/
2021-09-28 Pulido/Wagner check-in

2021-09-28 Pulido/Wagner check-in

Date

Sep 28, 2021

Participants

  • @Jeffrey Wagner

  • @Iván Pulido

Discussion topics

Item

Notes

Item

Notes

Updates

  • JW

    • HierarchySchemes and Elements prototyped

    • Working on TopologyMolecule deprecation

  • IP

    • Checked out CCTBX, this DOES apply residue names and stuff, but it DOESN’T apply bondorders + formal charges. Largely aimed at crystallographers with messy data. So one module handles PDB, another handles MMCIF.

      • IP – Kinda tricky because it pulls in a bunch of dependencies

      • JW – Licensing issues?

        • (General) – It’s MIT or BSD3 licensed

      •  

Next steps

  • What loading pathways do we WANT to offer?

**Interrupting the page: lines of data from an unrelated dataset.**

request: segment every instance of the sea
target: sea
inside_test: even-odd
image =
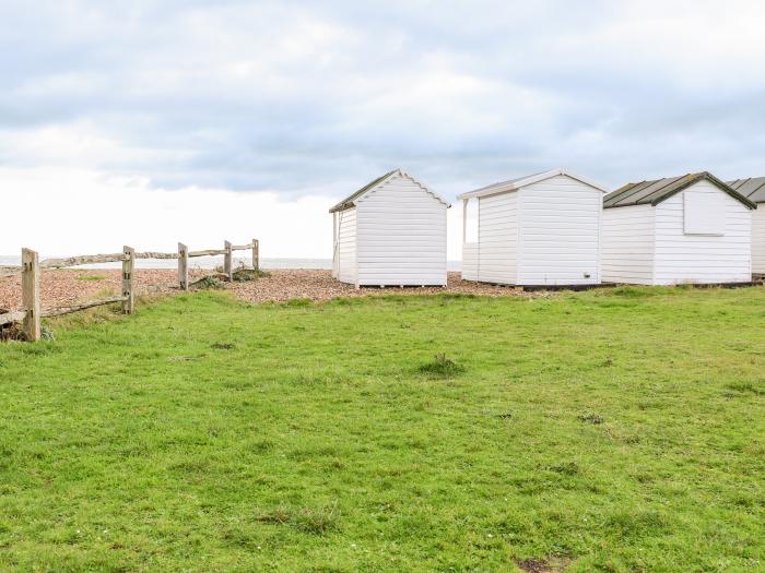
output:
[[[47,255],[40,254],[40,260],[59,259],[68,255]],[[234,267],[240,263],[251,264],[252,259],[249,256],[234,255]],[[0,266],[15,266],[21,264],[21,256],[13,254],[0,254]],[[121,263],[97,263],[85,264],[78,268],[119,268]],[[136,261],[138,268],[177,268],[178,262],[175,259],[138,259]],[[189,260],[190,268],[215,268],[223,266],[223,256],[198,256]],[[260,259],[262,268],[332,268],[331,259]],[[459,261],[448,261],[447,267],[449,271],[459,271]]]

    • Load from Element + bond existence

      • Element PDB w/ CONECT

      • mmcif w/ bonds

    • Load from atomtyped representation with atom names matching a known typing scheme

      • Atomtyped PDB w/o CONECT (Perses entry point)

      • mmcif w/o bonds

  • What loading pathways CAN we offer?

    • (slow) Molecule.from_pdb (matching to residue templates)

      • Element PDB w/ CONECT → OFFMol

      • (would require more work) mmcif with bonds → OFFMol

    • CCTBX

      • Element PDB → Atomtyped PDB w/ CONECT

  • What prep method will people have used beforehand?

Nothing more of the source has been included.